Exercer a cidadania
A Conferência sobre o Futuro da Europa merecia mais atenção e empenho por parte dos cidadãos, para o seu próprio interesse.
Está a decorrer uma iniciativa única que permite aos cidadãos ajudarem a definir o futuro da União Europeia. A Conferência sobre o Futuro da Europa está aberta para que qualquer cidadão participe e se faça ouvir em debates temáticos que ajudam a construir políticas estruturais na UE. O mecanismo não é simples mas está bem explicado aqui, e utiliza ferramentas digitais para ouvir e levar a debate propostas de cidadãos individuais, naquele que é um estímulo único ao exercício de cidadania europeia. Até à primavera de 2022, a Conferência vai chegar a conclusões sobre o futuro da Europa, conclusões essas que se espera que enformem as decisões políticas do futuro.
O povo europeu até pode não existir, mas a cidadania europeia é uma realidade indesmentível – e, algo que, para as últimas duas gerações nacionais a chegar à maioridade, é dado como adquirido de forma quase tão natural como a identidade nacional. Claro que quem participa nisto é uma minoria de cidadãos informados e politicamente ativos.
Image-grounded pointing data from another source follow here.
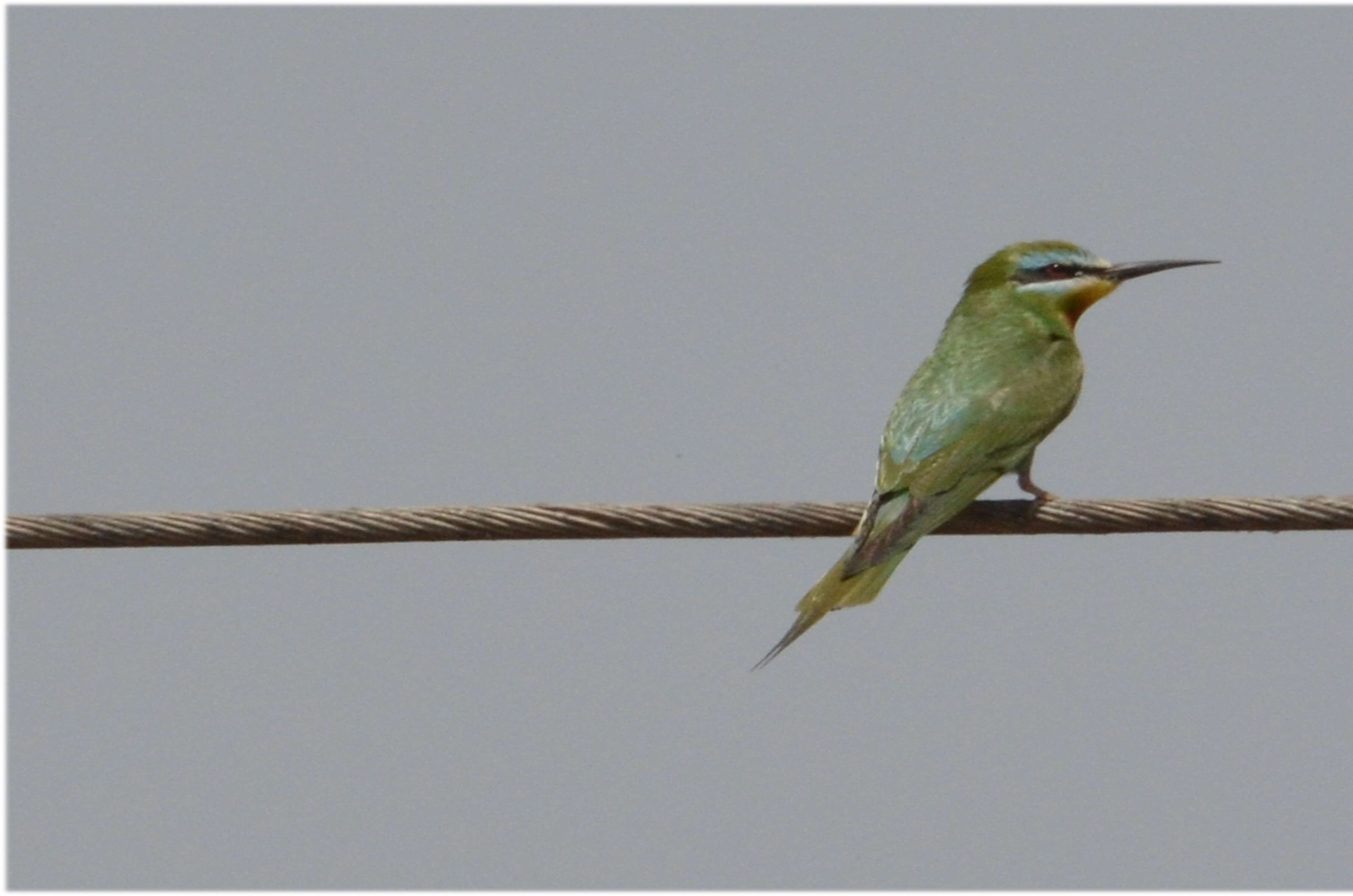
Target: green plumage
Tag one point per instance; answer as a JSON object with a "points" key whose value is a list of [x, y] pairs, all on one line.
{"points": [[1005, 374]]}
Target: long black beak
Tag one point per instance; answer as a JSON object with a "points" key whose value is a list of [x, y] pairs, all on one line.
{"points": [[1130, 270]]}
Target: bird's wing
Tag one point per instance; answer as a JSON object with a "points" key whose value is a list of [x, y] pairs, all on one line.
{"points": [[944, 449]]}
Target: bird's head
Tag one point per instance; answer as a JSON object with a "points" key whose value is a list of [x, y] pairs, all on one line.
{"points": [[1069, 279]]}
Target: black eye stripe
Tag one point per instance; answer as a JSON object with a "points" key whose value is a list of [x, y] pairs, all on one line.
{"points": [[1055, 271]]}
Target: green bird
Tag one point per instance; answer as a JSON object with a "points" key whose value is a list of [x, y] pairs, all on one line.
{"points": [[1005, 374]]}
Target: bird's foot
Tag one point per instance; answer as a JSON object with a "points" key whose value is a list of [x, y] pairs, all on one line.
{"points": [[1041, 496]]}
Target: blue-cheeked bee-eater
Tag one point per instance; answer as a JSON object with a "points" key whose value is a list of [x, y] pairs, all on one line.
{"points": [[1005, 374]]}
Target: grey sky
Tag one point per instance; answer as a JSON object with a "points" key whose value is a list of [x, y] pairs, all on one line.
{"points": [[267, 258]]}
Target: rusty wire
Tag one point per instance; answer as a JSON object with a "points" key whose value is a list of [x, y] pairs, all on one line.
{"points": [[659, 522]]}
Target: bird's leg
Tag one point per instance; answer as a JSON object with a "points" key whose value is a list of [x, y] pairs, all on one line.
{"points": [[1026, 482]]}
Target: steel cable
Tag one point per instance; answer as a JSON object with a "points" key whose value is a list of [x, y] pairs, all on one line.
{"points": [[659, 522]]}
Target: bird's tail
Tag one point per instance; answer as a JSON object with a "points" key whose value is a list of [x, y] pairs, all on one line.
{"points": [[834, 592]]}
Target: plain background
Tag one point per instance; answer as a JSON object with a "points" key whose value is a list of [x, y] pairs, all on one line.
{"points": [[305, 258]]}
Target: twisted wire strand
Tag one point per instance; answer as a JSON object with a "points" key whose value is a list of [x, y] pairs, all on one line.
{"points": [[659, 522]]}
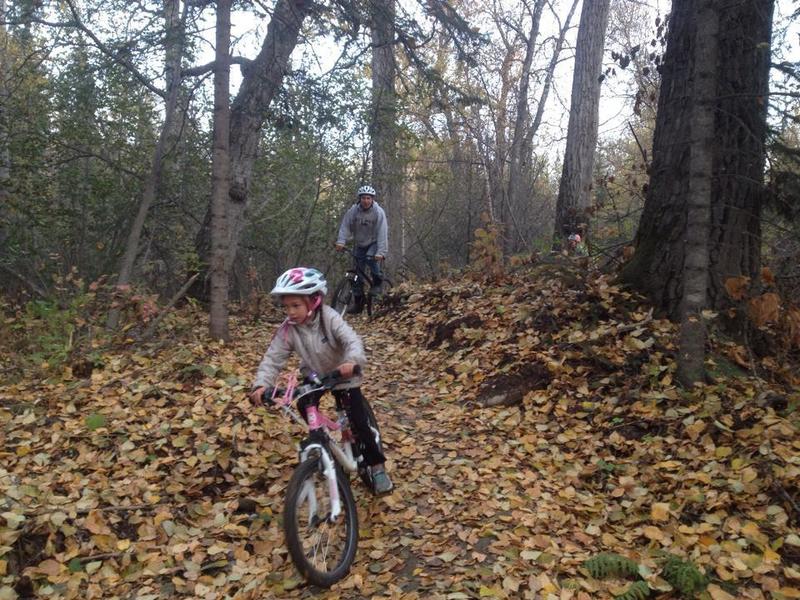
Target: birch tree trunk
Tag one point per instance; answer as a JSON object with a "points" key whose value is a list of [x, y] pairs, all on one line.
{"points": [[519, 148], [386, 174], [745, 29], [262, 78], [172, 70], [691, 354], [5, 160], [220, 174], [574, 191]]}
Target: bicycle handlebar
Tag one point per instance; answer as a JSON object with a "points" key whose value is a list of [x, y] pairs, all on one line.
{"points": [[276, 395]]}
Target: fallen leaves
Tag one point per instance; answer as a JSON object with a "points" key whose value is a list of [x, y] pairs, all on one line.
{"points": [[136, 477]]}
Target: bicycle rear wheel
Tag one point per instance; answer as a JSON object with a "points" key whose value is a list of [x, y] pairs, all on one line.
{"points": [[343, 296], [322, 551]]}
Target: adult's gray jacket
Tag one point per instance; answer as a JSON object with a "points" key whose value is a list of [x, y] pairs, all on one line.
{"points": [[321, 349], [365, 227]]}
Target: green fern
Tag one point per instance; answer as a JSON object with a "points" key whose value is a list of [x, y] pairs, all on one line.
{"points": [[684, 577], [608, 564], [639, 590]]}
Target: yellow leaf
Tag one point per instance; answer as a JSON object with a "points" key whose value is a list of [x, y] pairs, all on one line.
{"points": [[764, 309], [96, 524], [771, 556], [49, 567], [653, 533], [717, 593], [750, 530], [659, 511], [723, 451]]}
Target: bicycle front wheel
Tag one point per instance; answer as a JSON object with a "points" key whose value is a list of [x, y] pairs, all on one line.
{"points": [[363, 470], [321, 549], [343, 296]]}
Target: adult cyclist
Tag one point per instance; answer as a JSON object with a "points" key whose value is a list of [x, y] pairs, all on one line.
{"points": [[365, 223]]}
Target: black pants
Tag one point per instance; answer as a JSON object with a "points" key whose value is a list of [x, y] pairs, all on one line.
{"points": [[354, 403]]}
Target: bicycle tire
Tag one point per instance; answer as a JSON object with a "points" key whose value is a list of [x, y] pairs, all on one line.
{"points": [[312, 559], [343, 296], [363, 470]]}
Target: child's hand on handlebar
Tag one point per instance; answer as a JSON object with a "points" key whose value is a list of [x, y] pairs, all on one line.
{"points": [[257, 396], [347, 370]]}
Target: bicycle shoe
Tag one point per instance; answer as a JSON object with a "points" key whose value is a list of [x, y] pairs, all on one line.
{"points": [[381, 484]]}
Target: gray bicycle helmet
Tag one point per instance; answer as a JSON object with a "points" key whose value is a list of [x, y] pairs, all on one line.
{"points": [[300, 281], [366, 190]]}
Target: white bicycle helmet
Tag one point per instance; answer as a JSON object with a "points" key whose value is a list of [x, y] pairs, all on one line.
{"points": [[366, 190], [300, 281]]}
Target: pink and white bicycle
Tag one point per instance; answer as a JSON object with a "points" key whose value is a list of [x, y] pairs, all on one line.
{"points": [[320, 519]]}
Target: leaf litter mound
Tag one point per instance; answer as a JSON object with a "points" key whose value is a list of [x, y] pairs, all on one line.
{"points": [[530, 425]]}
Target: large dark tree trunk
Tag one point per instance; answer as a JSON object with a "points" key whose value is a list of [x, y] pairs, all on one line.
{"points": [[737, 187], [386, 174], [692, 346], [220, 176], [262, 79], [574, 191]]}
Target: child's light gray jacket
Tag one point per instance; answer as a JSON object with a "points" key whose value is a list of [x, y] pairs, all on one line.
{"points": [[321, 349]]}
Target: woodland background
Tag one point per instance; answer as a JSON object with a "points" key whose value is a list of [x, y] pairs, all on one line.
{"points": [[161, 162]]}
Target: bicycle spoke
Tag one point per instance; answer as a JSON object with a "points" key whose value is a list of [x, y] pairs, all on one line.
{"points": [[322, 550]]}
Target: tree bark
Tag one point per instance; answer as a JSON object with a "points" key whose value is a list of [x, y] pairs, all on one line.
{"points": [[220, 174], [386, 174], [574, 191], [520, 150], [172, 69], [692, 344], [261, 81], [737, 187]]}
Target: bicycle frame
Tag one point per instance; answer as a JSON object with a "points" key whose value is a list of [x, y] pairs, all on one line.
{"points": [[319, 439], [356, 271]]}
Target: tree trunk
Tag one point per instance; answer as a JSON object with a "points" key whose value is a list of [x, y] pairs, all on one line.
{"points": [[386, 174], [737, 186], [692, 345], [5, 160], [574, 191], [261, 80], [172, 69], [220, 176], [519, 148]]}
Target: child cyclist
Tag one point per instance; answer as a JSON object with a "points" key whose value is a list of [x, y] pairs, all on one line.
{"points": [[324, 342]]}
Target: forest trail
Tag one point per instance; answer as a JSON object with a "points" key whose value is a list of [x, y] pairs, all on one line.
{"points": [[150, 475], [461, 522]]}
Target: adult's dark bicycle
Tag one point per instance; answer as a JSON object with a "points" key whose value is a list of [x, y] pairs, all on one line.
{"points": [[345, 294]]}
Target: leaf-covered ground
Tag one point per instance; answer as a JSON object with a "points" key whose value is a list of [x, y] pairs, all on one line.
{"points": [[529, 427]]}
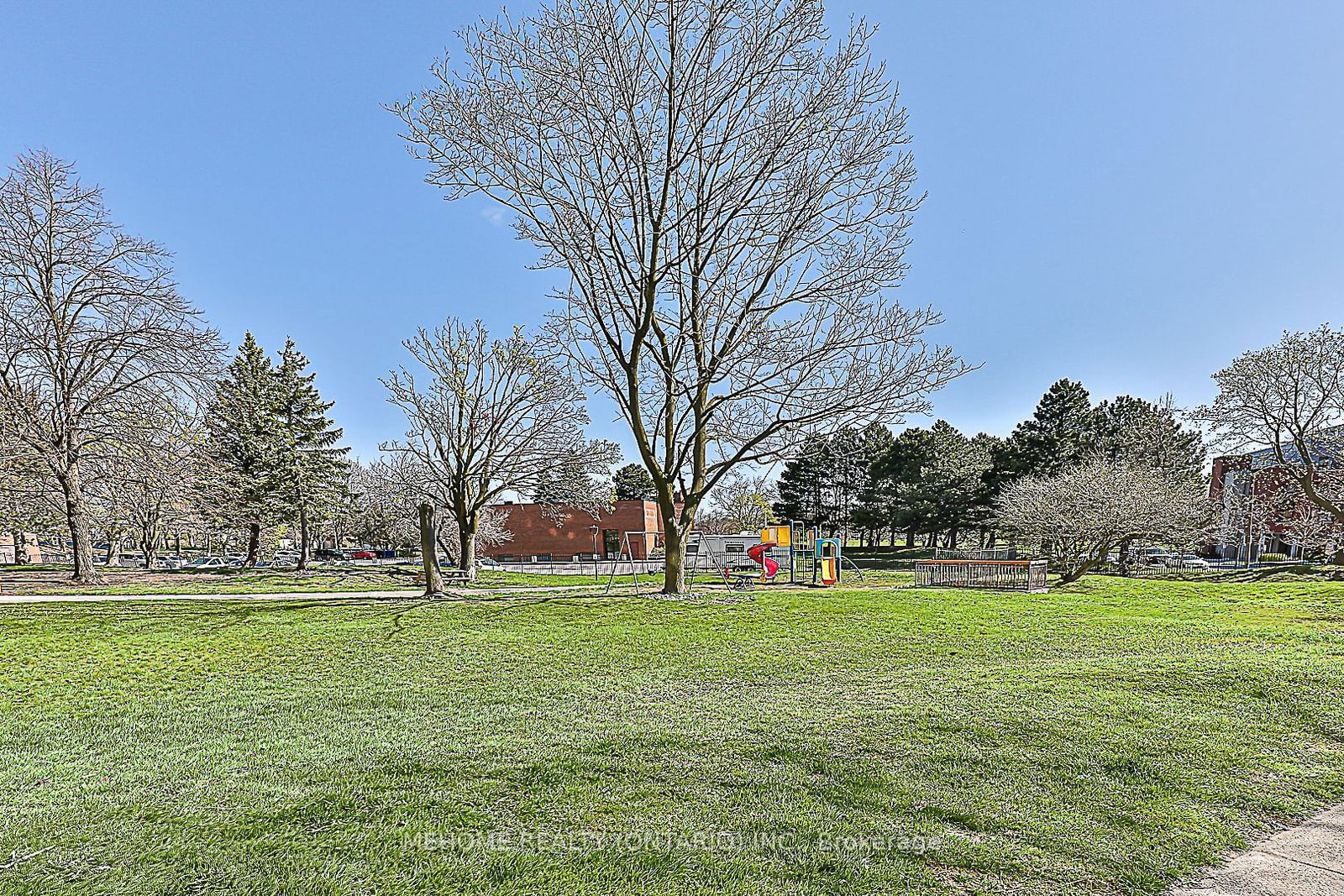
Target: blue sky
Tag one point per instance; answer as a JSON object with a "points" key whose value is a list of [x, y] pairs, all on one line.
{"points": [[1126, 194]]}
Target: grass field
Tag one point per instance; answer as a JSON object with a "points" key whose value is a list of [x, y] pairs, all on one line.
{"points": [[1102, 739]]}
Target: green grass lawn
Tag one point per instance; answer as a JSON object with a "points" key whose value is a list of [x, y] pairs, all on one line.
{"points": [[1104, 739]]}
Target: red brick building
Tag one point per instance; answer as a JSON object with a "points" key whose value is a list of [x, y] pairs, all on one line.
{"points": [[580, 535]]}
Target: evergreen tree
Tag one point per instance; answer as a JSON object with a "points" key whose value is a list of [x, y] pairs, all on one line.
{"points": [[806, 485], [894, 500], [568, 484], [635, 484], [952, 481], [309, 470], [1147, 434], [242, 446], [1058, 437]]}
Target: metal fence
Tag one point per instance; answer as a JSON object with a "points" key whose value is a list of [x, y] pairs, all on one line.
{"points": [[995, 575]]}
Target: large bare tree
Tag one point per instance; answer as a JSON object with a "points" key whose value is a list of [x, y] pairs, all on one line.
{"points": [[487, 418], [93, 332], [730, 195], [1289, 398]]}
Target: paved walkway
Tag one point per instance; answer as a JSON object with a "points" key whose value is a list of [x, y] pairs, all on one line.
{"points": [[1307, 860], [313, 595]]}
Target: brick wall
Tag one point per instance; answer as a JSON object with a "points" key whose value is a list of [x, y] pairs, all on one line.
{"points": [[537, 535]]}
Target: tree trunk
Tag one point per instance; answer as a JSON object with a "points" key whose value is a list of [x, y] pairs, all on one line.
{"points": [[113, 557], [1122, 560], [302, 537], [150, 542], [674, 555], [467, 550], [77, 519], [429, 553], [253, 543]]}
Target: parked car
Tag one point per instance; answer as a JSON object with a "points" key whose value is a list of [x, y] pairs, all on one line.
{"points": [[207, 563]]}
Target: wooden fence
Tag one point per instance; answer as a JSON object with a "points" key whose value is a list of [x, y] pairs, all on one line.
{"points": [[995, 575]]}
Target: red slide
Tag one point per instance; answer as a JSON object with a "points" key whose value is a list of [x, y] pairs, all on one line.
{"points": [[757, 553]]}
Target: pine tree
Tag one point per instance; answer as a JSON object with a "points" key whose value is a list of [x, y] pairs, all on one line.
{"points": [[1058, 437], [893, 501], [1148, 434], [311, 468], [242, 446], [635, 484], [806, 485]]}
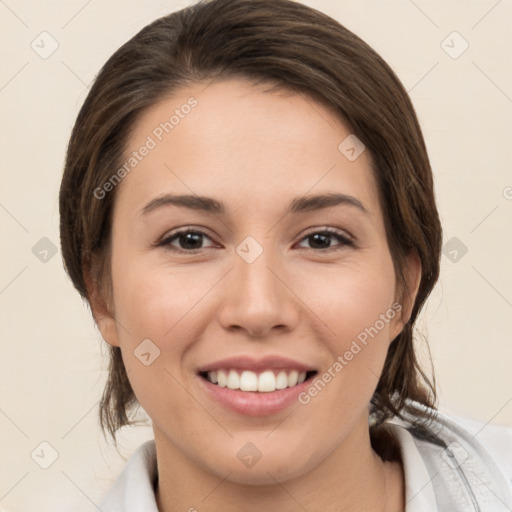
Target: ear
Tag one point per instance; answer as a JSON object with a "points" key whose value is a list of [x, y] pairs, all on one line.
{"points": [[102, 312], [408, 296]]}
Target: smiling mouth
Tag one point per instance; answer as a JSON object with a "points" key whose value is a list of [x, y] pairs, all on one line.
{"points": [[267, 381]]}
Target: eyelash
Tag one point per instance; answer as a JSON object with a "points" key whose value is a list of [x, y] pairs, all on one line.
{"points": [[166, 241]]}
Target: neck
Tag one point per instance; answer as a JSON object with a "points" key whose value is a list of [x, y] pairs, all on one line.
{"points": [[350, 477]]}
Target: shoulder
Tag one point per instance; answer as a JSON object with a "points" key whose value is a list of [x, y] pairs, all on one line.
{"points": [[133, 489], [469, 463]]}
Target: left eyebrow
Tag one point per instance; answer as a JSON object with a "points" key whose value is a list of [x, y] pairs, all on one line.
{"points": [[210, 205]]}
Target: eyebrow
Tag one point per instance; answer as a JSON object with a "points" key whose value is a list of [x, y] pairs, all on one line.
{"points": [[210, 205]]}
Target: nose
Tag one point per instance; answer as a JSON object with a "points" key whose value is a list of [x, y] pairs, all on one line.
{"points": [[258, 297]]}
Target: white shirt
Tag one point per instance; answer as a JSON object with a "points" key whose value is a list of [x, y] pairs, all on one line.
{"points": [[469, 469]]}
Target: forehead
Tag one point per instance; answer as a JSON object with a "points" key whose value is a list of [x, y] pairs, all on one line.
{"points": [[245, 144]]}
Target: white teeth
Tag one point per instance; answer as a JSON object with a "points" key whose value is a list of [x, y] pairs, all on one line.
{"points": [[248, 381], [265, 382], [292, 378], [281, 380], [233, 380], [222, 378]]}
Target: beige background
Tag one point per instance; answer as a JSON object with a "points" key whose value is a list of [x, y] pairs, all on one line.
{"points": [[52, 358]]}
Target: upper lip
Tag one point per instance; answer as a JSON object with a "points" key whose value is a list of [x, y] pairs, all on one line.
{"points": [[270, 362]]}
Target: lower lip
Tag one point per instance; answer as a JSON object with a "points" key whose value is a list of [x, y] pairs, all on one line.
{"points": [[254, 403]]}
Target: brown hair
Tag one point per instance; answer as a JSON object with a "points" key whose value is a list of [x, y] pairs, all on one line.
{"points": [[294, 47]]}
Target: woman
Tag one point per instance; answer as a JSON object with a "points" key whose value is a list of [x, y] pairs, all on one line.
{"points": [[248, 208]]}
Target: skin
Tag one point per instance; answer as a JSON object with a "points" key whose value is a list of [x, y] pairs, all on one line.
{"points": [[255, 151]]}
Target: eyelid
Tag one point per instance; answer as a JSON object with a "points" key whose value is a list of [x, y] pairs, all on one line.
{"points": [[346, 239]]}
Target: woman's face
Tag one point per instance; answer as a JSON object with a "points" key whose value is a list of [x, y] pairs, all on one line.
{"points": [[260, 291]]}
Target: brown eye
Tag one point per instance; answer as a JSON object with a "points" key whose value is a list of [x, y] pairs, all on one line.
{"points": [[322, 239], [187, 240]]}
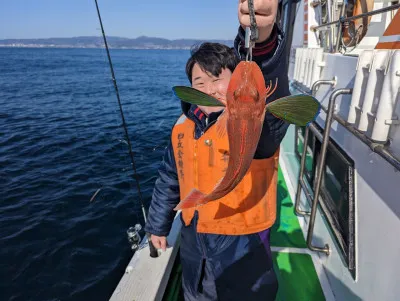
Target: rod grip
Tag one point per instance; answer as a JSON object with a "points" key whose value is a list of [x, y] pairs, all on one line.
{"points": [[153, 250]]}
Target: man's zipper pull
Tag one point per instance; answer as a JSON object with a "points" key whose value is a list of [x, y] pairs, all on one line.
{"points": [[208, 142]]}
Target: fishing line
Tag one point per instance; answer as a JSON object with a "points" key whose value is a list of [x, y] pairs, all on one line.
{"points": [[153, 251]]}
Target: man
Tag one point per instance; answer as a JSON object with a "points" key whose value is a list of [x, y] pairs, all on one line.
{"points": [[224, 256]]}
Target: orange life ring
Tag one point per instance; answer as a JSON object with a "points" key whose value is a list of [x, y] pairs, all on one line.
{"points": [[356, 29]]}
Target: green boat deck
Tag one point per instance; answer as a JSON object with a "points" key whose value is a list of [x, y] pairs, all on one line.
{"points": [[297, 277]]}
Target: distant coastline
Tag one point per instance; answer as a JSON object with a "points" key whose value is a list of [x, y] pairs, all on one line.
{"points": [[142, 42]]}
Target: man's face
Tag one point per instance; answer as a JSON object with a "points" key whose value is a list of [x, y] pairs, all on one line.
{"points": [[211, 85]]}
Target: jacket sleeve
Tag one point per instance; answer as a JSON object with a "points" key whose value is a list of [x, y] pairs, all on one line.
{"points": [[273, 66], [165, 197]]}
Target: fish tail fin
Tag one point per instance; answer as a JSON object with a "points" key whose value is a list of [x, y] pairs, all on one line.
{"points": [[192, 200]]}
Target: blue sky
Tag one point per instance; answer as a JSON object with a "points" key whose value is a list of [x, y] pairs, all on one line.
{"points": [[171, 19]]}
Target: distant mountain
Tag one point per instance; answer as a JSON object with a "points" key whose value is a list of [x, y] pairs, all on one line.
{"points": [[142, 42]]}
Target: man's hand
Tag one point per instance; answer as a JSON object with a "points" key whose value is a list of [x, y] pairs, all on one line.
{"points": [[265, 12], [159, 242]]}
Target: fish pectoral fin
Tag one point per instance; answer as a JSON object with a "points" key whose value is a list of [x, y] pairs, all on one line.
{"points": [[194, 96], [194, 198], [221, 124]]}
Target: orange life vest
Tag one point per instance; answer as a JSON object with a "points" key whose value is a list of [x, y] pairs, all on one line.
{"points": [[201, 163], [391, 36]]}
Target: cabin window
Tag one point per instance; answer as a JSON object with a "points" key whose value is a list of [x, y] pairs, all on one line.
{"points": [[337, 191]]}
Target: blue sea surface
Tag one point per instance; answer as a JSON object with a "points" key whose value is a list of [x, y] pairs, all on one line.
{"points": [[61, 140]]}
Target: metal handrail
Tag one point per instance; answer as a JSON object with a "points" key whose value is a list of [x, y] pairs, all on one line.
{"points": [[378, 148], [371, 13], [300, 183], [320, 169]]}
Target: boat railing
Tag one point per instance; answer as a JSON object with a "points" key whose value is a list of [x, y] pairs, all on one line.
{"points": [[378, 148], [342, 21]]}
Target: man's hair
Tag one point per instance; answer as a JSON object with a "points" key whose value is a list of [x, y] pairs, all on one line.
{"points": [[212, 58]]}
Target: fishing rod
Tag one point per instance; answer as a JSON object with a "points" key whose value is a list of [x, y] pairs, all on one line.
{"points": [[153, 250]]}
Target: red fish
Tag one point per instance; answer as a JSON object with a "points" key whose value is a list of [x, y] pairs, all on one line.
{"points": [[243, 121]]}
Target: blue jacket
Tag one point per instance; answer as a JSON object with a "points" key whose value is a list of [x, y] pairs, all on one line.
{"points": [[166, 191]]}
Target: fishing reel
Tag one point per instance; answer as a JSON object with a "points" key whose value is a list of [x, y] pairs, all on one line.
{"points": [[134, 236]]}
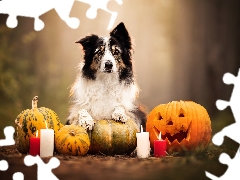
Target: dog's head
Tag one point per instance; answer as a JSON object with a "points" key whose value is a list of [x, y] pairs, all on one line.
{"points": [[108, 54]]}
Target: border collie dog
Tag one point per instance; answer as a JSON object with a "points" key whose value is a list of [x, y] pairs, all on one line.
{"points": [[105, 87]]}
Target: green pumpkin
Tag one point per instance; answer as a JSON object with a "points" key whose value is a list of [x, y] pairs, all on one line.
{"points": [[113, 138], [30, 120]]}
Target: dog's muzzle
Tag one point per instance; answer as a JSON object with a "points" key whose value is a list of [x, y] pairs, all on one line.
{"points": [[108, 67]]}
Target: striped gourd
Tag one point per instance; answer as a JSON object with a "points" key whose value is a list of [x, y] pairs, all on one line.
{"points": [[31, 120], [72, 140]]}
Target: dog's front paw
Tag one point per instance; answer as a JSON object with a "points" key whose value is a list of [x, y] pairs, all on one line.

Mas essa é também a premissa da democracia, e embora a abstenção seja uma preocupação constante, não passa pela cabeça de ninguém questionar a legitimidade de um governo se por acaso ele tiver sido eleito por menos pessoas que aquelas que abdicaram de votar. Portanto sim, o exercício de representação é importante – e devia ter o máximo de participantes possível.
A ideia terá certamente defeitos e a forma com que se chegou aqui demonstra bem as limitações da estrutura da União. Mas não é porque cada um dos poderes instituídos dentro da União quer puxar pelos seus interesses que o exercício perde mérito ou relevância. E, se é certo que a representação democrática da união é assegurada pelos representantes dos estados-membros, não há nada a perder em ter os interessados a participar num fórum internacional que ajude a preparar o futuro. A maioria dos cidadãos que participa neste evento não está preocupado em beneficiar o Parlamento, a Comissão ou o Conselho; quem participa está apenas preocupado em fazer-se ouvir num exercício de cidadania, um ato que acrescenta ao voto e à representação política que os órgãos nacionais fazem nas instituições europeias.
Essa cidadania europeia está matizada pelas diferentes circunstâncias históricas em que vive cada cidadão da UE: a história, a geografia e a língua desempenham um papel essencial na sua mundividência e por isso é que o exercício do poder a nível da União Europeia é tão fascinante. O aquecimento global não é percecionado da mesma forma em Belgrado ou em Lisboa, tal como as migrações são vistas de maneira diferente em Atenas e em Copenhaga.
A união tem várias formas para desencadear os mecanismos de consenso possíveis (mesmo que por demasiadas vezes esse consenso seja simplesmente a lei do mais forte). Mas ainda não se encontrou uma forma eficaz de facilitar as linhas de comunicação entre cidadãos que falam outras línguas e têm experiências diferentes. Também nisso esta Conferência pode ser útil, mas para isso precisa da maior participação possível. Coisa que ainda não tem, especialmente ao nível nacional.
Uma consulta à organização de eventos na plataforma oficial demonstra que o país é dos países que menos tem criado ações e em que menos cidadãos participam – e isto apesar do esforço das instituições europeias em Portugal e dos vários eventos que têm sido criados para fomentar também decisões de cidadãos, especialmente dos mais jovens, como é exemplo o SummerCemp que está a decorrer este fim de semana (e do qual faço parte como convidado). Mas é importante reforçar que este é, de longe, o exercício de cidadania mais poderoso que teremos para definir o futuro. Se não participamos, temos menos direito de nos queixarmos das decisões que serão tomadas. E a participação tem um bónus: até podemos aprender alguma coisa, nem que seja o ponto de vista de outros europeus sobre o mesmo tema.